In the chart, we're measuring the strength of all the post World War II recession recoveries as measured from the very bottom of payroll jobs lost. The last time we featured it, the recovery from the 2007 recession was just barely the worst ever.
And today, it is definitively the worst recession jobs recovery ever.
Worst. Recession. Jobs. Recovery. Ever.
But we found a bright spot! For one select group of Americans, June 2012 represented the best month ever since the total employment level of the U.S. economy peaked in November 2007, just before the so-called "Great Recession" officially began!
Even better, the gain in jobs for this group was enough to increase their numbers in the U.S. workforce to levels not seen since September 2009, just three months after the so-called "Great Recession" officially ended!
Who is this mysterious select group of Americans who prospered while so many others suffered? Are they the evil 1%?
Let's make that the evil 3.2%. The brightest spot in the June 2012 jobs report is represented by U.S. teens, who saw their numbers among the 142,415,000 Americans counted as being employed jump upward by 140,000, increasing to 4,528,000, or 3.2% of the entire U.S. workforce:
The last time there were more teens with jobs in the U.S. was September 2009, when 4,641,000 people between the ages of 16 and 19 were counted as being employed. Oh, and every month before that going back to March 1965.
So why are teens making out so well in this first month of summer while everyone else, well, isn't?

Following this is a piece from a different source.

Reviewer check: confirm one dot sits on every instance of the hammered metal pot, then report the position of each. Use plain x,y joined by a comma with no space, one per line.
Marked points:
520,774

The Daily Kos reports from 5 May 2012:
President Obama's Summer Jobs+ program, which is lining up commitments from the private sector and from government to create summer jobs and internships for young people, has announced commitments for 90,000 paying jobs, up from the 70,000 previously announced in January, with many more unpaid internships and mentorships (which absolutely must be strictly overseen so that kids aren't just used as free labor without gaining skills or prospects; unpaid work of any kind is a poor enough substitute for paid work without being directly exploitative).
You don't suppose those commitments to hire teens are taking money and resources away from those companies being able to hire others at this time, do you?